Dan denk ik aan de houten brug die Julius Caesar hier in een nog verder verleden over de Rijn liet bouwen maar dat verhaal slik ik in. Het is te weinig tastbaar. Je kunt het niet lekker aanwijzen. Ook de legende over de twee jongens en de honingpot vertel ik niet, maar dat is omdat ik me het verhaal niet scherp meer voor de geest kan halen.
Ik ben hier eerder geweest. De bejaarde vrouw die me vanachter het raam staat te bekijken ziet mij niet. Ze heeft louter oog voor mijn volgepakte fiets. Als ze naar me zou kijken, herkent ze me wellicht want pakweg twee jaar geleden stond ik hier ook. Met dezelfde schaduw. Ook toen had ze goed moeten kijken want om mij heen liepen zo’n 30 schoolkinderen.
Onder de tafel van de oude dame achter het raam, fantaseer ik een klein kind (kleinkind?) omdat ik aan de eerste alinea van Charles Bukowski’s roman ‘Kind onder de kannibalen’ moet denken. In die eerste alinea beschrijft Bukowski zijn vroegste herinnering die, net als hij, in Andernach werd geboren. Het huis dat de herinnering omhulde staat er nog steeds, ik heb het zelf gezien en heb het aangeraakt.
‘Het eerste wat ik me herinner is dat ik ergens onder zat. Het was een tafel, ik zag een tafelpoot, ik zag benen van de mensen en een stuk van het afhangende tafelkleed. Het was donker daar beneden, ik vond het fijn om er te zitten. Het moet in Duitsland zijn geweest. Ik moet tussen de een en twee jaar zijn geweest. Het was 1922. Ik vond het fijn onder de tafel. Niemand scheen te weten dat ik daar zat. Er speelde zonlicht over het kleedje en over de benen van de mensen. Ik vond het zonlicht fijn. De benen van de mensen waren niet interessant, niet als het afhangende tafelkleed, niet als de tafelpoot, niet als het zonlicht.’ (Charles Bukowski, Kind onder de kannibalen, Lebowski Publishers, Amsterdam 2014)

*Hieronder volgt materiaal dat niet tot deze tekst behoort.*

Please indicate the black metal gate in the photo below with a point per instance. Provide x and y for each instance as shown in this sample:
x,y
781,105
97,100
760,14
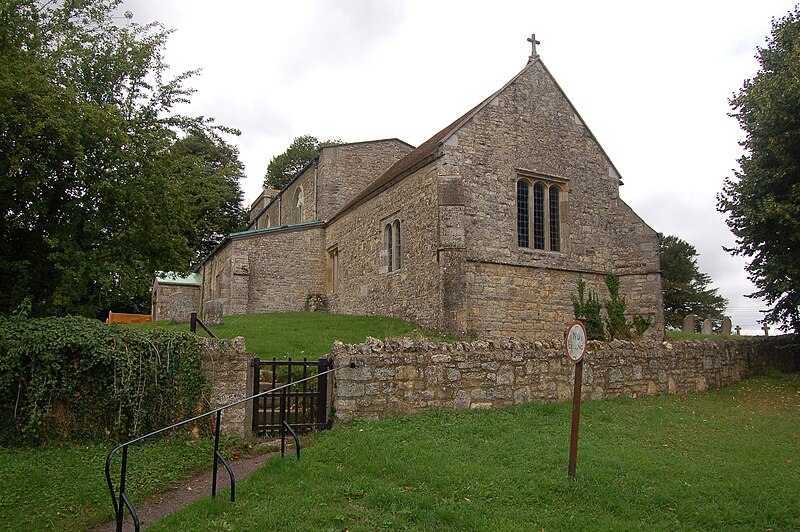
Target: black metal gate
x,y
305,405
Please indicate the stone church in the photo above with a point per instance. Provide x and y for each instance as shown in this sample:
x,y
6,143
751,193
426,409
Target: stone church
x,y
486,227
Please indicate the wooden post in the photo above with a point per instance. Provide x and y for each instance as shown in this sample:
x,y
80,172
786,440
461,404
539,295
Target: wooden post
x,y
576,419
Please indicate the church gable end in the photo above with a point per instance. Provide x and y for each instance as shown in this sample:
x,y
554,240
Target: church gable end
x,y
541,210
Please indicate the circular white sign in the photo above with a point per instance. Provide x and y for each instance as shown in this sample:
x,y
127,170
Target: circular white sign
x,y
576,341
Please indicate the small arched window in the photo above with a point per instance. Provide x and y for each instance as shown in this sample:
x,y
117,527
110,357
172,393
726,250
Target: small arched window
x,y
387,232
397,248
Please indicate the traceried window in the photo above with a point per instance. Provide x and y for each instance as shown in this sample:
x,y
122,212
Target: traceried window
x,y
391,245
299,203
387,231
523,214
539,212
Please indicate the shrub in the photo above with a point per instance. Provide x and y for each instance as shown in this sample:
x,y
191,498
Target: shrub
x,y
590,310
616,323
73,377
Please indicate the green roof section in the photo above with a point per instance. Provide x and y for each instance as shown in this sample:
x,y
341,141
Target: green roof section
x,y
276,228
174,278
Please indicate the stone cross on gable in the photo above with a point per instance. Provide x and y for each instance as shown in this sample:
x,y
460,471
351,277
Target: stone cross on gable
x,y
533,42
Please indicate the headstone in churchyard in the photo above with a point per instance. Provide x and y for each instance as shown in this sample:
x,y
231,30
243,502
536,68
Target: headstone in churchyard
x,y
181,306
212,312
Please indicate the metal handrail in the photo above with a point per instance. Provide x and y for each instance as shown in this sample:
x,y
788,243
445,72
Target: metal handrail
x,y
119,509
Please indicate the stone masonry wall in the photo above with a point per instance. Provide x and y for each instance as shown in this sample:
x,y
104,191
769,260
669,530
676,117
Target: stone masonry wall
x,y
342,172
348,169
524,302
286,265
226,364
530,129
162,308
412,292
396,377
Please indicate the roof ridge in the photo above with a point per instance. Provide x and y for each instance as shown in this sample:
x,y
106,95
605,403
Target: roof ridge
x,y
427,148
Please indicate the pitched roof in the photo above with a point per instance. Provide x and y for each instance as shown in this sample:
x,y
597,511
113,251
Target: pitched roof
x,y
428,149
192,279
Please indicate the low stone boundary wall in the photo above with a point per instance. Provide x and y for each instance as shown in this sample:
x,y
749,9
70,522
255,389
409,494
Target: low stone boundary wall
x,y
405,376
226,364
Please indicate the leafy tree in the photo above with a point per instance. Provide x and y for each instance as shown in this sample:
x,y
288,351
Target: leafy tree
x,y
91,203
616,324
686,288
282,168
209,170
763,200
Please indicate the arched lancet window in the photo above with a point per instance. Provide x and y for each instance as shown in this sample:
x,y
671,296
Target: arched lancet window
x,y
523,215
555,227
397,248
539,214
387,231
299,201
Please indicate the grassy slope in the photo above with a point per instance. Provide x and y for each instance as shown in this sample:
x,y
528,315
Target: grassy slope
x,y
298,334
726,459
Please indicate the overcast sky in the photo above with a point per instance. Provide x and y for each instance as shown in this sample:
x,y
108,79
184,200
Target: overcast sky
x,y
651,80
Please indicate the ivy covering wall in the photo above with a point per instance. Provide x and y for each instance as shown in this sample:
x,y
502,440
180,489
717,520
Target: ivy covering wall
x,y
76,378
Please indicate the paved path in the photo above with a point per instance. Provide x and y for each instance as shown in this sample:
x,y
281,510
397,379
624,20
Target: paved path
x,y
162,504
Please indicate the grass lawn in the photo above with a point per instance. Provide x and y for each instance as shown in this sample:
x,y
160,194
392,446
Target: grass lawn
x,y
680,335
298,334
725,459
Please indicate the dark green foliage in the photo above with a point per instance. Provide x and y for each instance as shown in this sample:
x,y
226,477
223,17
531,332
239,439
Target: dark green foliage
x,y
641,324
616,324
96,190
588,309
282,168
208,170
686,290
763,200
74,377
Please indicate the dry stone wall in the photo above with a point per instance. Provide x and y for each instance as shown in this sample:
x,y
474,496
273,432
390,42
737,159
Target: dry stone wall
x,y
531,130
404,376
226,364
413,291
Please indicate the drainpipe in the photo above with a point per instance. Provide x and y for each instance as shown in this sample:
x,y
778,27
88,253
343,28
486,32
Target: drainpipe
x,y
316,173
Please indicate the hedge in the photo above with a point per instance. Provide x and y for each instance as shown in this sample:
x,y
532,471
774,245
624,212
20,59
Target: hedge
x,y
73,378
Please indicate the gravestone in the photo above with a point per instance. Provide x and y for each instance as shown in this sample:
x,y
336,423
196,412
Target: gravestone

Het voelt een beetje gek om hier in Andernach te zijn. Ik sta hier niet langer dan 5 minuten op de oever van de Rijn maar ken ook de straten landinwaarts. Straten die veel meer tijd vergen om te beleven, maar waar ik vandaag, in het voorbijgaan, niet zal komen. Net als het water dat in de Rijn naar de Noordzee stroomt. Ook dat water kent hier de weg buiten haar eigen hoge oevers omdat het er ooit eerder geweest is maar waar het vandaag, in het voorbijgaan, niet zal komen. En die gedachte blijft bij me als ik allang weer een fietser geworden ben, op weg naar Bali.